So much is made these days of the 20-game winner and how it’s becoming more and more of a rarity to have a pitcher win 20 games in a single season. Though it may not be as rare as the 300 career wins mark, it is a feat that seems reserved for fewer and fewer each season.
Something of an even rarer feat is the 20-game loser. In fact, in the time that has passed since Major League Baseball had its last 20-game loser (Mike Maroth, 2003), there have been twenty-six 20-game winners in baseball. Before Maroth, it hadn’t happened since 1980.
In fact, it is so rare, that there are several teams who have never had a 20-game loser. Obviously, with only one 20-game loser in the bigs since 1980, the Colorado Rockies, Miami Marlins, Arizona Diamondbacks and Tampa Bay Rays have not had one. But also, the Toronto Blue Jays, Kansas City Royals, Los Angeles Angels and Seattle Mariners have gone without a 20-game loser.

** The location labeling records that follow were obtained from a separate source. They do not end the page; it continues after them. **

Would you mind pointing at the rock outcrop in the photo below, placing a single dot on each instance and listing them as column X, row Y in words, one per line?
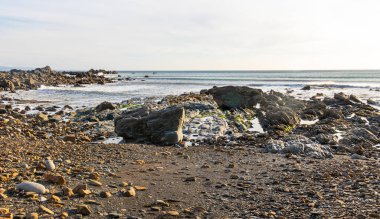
column 159, row 127
column 105, row 106
column 230, row 97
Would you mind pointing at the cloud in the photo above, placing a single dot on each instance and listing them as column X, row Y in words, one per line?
column 190, row 34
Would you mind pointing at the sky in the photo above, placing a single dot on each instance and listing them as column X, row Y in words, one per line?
column 190, row 34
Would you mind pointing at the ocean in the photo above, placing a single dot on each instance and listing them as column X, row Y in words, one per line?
column 363, row 83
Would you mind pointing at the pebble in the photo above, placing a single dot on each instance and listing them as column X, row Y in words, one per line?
column 45, row 209
column 49, row 165
column 129, row 191
column 104, row 194
column 33, row 215
column 84, row 209
column 31, row 187
column 95, row 183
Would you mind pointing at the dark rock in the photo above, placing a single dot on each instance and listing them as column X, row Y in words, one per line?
column 332, row 114
column 105, row 106
column 372, row 102
column 359, row 137
column 282, row 119
column 230, row 97
column 306, row 87
column 328, row 139
column 161, row 127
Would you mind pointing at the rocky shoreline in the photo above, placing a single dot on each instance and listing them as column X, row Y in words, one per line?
column 233, row 152
column 33, row 79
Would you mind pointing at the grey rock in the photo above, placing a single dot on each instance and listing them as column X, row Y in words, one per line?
column 297, row 144
column 161, row 127
column 31, row 187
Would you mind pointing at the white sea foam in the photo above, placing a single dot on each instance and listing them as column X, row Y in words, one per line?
column 364, row 85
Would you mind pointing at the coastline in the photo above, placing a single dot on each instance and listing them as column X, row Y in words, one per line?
column 239, row 174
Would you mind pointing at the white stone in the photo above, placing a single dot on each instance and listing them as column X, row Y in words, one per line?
column 31, row 187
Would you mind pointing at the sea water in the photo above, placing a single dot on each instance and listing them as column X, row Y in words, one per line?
column 364, row 84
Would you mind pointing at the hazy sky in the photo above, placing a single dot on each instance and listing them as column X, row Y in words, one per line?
column 190, row 34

Conversely, only the Rockies are without a 20-game winner in their history.
With the rate of turnover in baseball nowadays, it would surprise me if a 20-game loser ever happened again. A guy would either be sent back down to the minors or simply released if he started the season something like 2-10.
If by some chance it were to happen again, that player would have the distinction of being the 500th occurrence of the 20-loss season in major professional baseball history.
Since 1872, it has happened 499 times. There have been players with multiple seasons accomplishing the “feat” and there have even been several players to win AND lose 20+ in the same season.
Since the turn of the twentieth-century, it has occurred 204 times. And since 1970, it has happened only 16 times. Teammates have accomplished the feat together on several occasions, but only once, has an entire pitching rotation accomplished the feat in one season.
I present for your review, the 1905 Boston Beaneaters.
The Beaneaters were the precursor to the Boston/Milwaukee/Atlanta Braves, and in 1905, they had a very bad year. The Beaneaters posted a record of 51-103, seventh in the National League, 54 1/2 games behind the New York Giants for the pennant. The Brooklyn Superbas were actually worse at 48-104, but they only had two 20-game losers.
In 1905, the Beaneaters ran out a starting rotation of Irv Young, Vic Willis, Chick Fraser and Kaiser Wilhelm. Four other pitchers started eight games, while the starting four took care of the rest. As a unit, the Beaneaters threw 139 complete games and posted a team ERA of 3.52.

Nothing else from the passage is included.